Shortly after, our boatman blew a horn, sending a long and
melancholy note through the forest avenue, as a signal for some
watcher in the wilderness to be ready with a change of horses. We
had proceeded a mile or two with our fresh team, when the tow-rope
got entangled in a fallen branch on the edge of the canal, and caused
a momentary delay, during which I went to examine the phosphoric
light of an odd tree, a little within the forest. It was not the
first delusive radiance that I had followed.
The tree lay along the ground, and was wholly converted into a
mass of diseased splendor, which threw a ghastliness around. Being
full of conceits that night, I called it a frigid fire; a funeral
light, illuminating decay and death; an emblem of fame, that gleams
around the dead man without warming him; or of genius, when it owes
its brilliancy to moral rottenness; and was thinking that such ghost-like torches
were just fit to light up this dead forest, or to blaze coldly in tombs,
when, starting from my abstraction, I looked up the
canal. I recollected myself, and discovered the lanterns glimmering
far away.
“Boat ahoy!” shouted I, making a trumpet of my closed fists.

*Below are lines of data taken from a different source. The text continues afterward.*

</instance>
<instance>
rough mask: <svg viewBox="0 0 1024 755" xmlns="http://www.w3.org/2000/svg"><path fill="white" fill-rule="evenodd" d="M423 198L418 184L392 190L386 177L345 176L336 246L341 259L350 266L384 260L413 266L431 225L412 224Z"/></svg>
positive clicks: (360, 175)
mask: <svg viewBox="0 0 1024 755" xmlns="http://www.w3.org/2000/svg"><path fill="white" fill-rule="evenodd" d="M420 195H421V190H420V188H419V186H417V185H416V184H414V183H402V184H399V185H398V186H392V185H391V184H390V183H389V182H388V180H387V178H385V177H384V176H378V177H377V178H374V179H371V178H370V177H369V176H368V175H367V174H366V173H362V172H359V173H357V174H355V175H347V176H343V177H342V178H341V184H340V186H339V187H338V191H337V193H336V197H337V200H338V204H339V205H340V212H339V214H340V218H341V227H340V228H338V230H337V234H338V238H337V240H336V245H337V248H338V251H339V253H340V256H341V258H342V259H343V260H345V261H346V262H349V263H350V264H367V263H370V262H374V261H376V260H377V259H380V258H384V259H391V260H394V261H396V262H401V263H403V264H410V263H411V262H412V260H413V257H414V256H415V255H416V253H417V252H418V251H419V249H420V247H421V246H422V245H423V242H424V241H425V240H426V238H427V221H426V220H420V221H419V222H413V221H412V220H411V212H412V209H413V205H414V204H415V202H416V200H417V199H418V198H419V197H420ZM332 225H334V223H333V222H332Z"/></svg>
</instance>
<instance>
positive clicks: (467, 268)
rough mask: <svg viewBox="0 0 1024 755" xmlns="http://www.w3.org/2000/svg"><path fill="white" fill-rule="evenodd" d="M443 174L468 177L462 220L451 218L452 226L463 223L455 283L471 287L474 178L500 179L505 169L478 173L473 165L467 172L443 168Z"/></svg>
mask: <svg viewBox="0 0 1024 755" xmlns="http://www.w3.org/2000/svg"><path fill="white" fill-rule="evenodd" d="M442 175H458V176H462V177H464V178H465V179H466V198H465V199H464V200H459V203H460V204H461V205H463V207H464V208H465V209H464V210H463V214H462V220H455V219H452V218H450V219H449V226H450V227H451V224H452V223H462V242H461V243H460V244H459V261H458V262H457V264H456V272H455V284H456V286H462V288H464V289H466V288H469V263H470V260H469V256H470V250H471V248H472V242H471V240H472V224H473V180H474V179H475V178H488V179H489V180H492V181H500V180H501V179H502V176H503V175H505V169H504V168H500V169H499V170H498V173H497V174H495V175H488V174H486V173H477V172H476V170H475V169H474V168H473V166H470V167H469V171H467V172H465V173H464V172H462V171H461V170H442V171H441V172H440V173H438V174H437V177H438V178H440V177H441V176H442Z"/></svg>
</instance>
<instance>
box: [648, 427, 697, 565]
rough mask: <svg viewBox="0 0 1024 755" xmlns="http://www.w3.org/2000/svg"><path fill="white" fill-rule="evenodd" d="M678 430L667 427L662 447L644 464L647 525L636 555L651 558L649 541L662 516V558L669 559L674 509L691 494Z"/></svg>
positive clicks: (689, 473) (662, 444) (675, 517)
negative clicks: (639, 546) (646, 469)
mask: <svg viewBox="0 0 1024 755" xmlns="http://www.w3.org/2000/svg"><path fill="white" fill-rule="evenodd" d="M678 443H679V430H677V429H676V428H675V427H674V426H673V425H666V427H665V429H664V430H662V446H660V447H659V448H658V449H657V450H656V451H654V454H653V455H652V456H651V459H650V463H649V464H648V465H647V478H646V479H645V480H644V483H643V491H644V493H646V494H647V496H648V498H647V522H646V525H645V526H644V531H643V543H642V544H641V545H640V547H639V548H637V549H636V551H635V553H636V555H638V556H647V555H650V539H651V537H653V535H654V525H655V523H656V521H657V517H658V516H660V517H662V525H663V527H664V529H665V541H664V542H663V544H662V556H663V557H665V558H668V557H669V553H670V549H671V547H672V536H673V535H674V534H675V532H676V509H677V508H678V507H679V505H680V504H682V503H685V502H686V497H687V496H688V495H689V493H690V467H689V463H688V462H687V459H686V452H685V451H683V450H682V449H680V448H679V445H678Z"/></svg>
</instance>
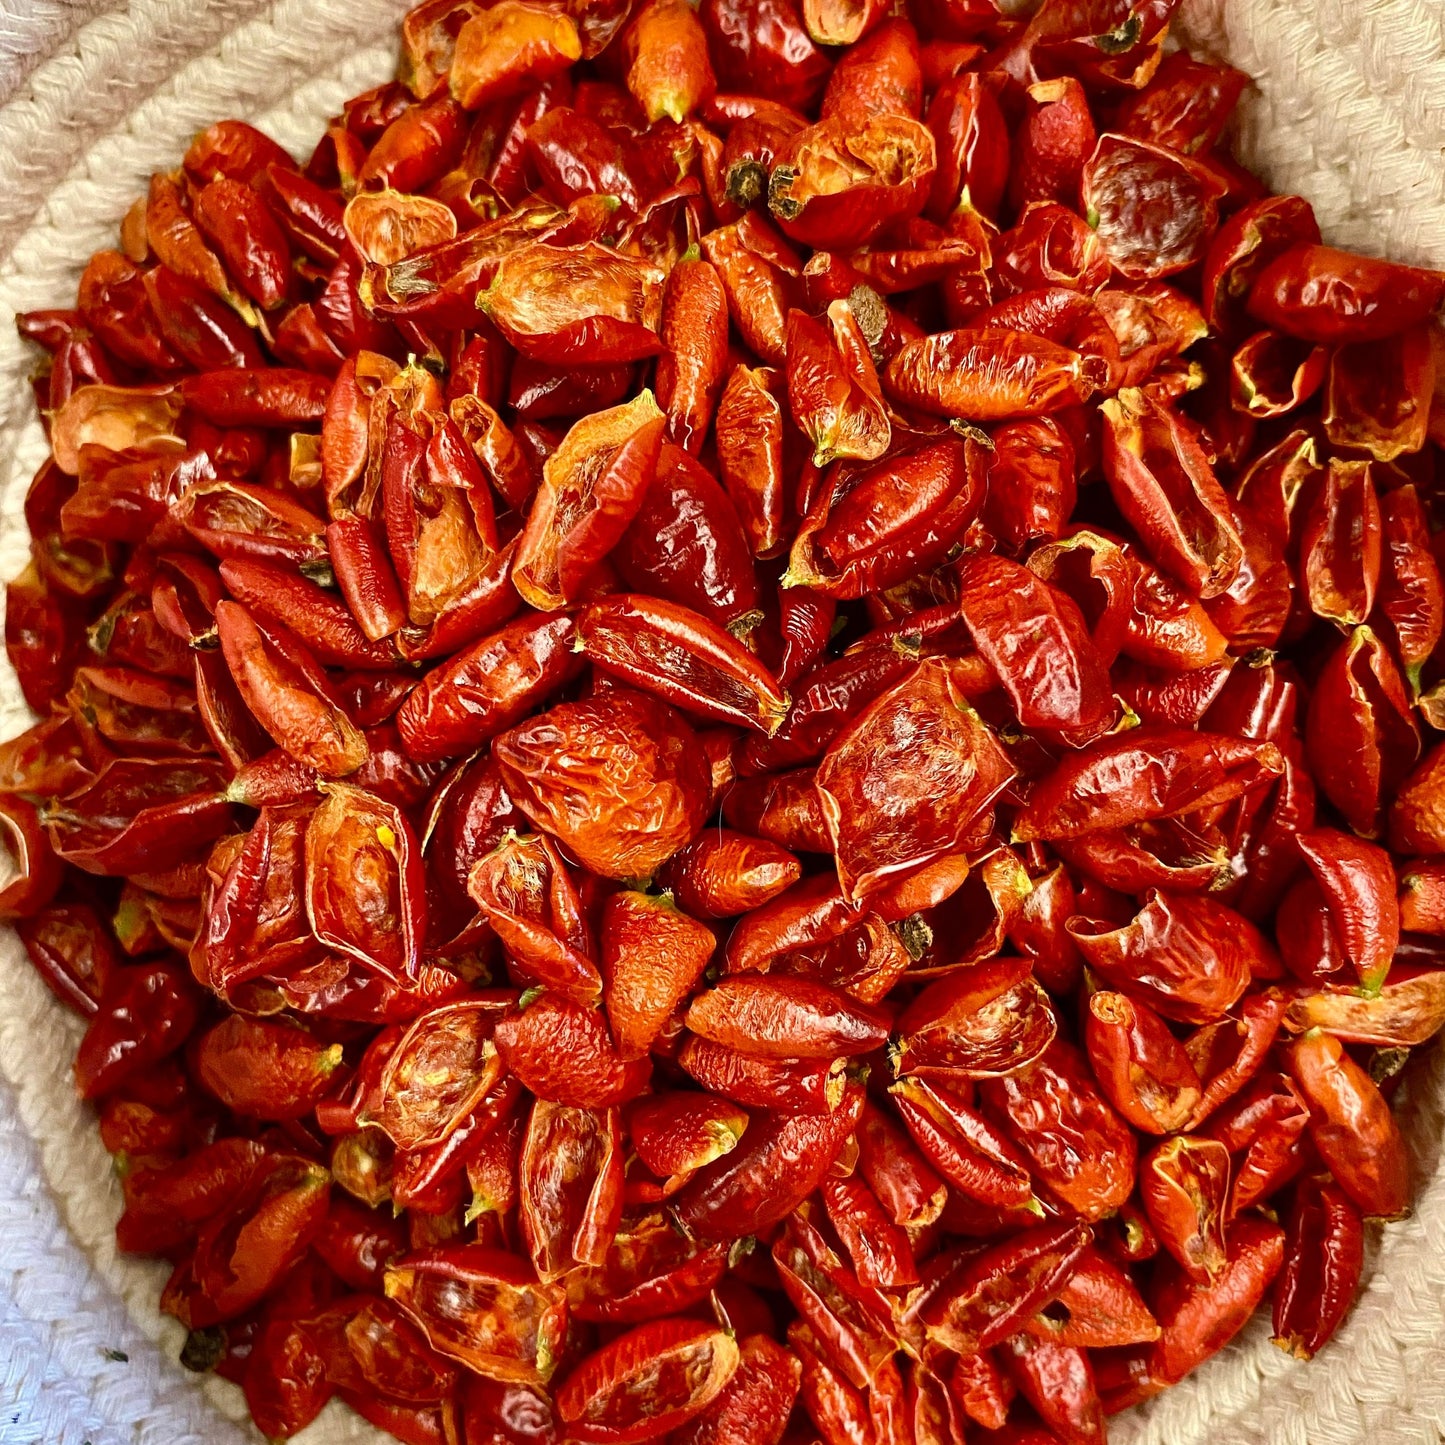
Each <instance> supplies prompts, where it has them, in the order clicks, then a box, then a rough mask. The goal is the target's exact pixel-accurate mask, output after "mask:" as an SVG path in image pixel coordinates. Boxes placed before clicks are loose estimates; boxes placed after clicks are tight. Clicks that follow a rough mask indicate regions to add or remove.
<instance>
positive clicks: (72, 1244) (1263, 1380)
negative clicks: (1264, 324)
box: [0, 0, 1445, 1445]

Though the cry must have rung for miles along that hollow
passage of the woods, it produced no effect. These packetboats make
up for their snail-like pace by never loitering day nor night,
especially for those who have paid their fare. Indeed, the captain
had an interest in getting rid of me, for I was his creditor for a
breakfast.
“They are gone! Heaven be praised!” ejaculated I; “for I cannot
possibly overtake them! Here am I, on the “long level,” at midnight,
with the comfortable prospect of a walk to Syracuse, where my baggage
will be left; and now to find a house or shed, wherein to pass the
night.” So thinking aloud, I took a flambeau from the old tree,
burning, but consuming not, to light my steps withal, and, like a
Jack-o’-the-lantern, set out on my midnight tour.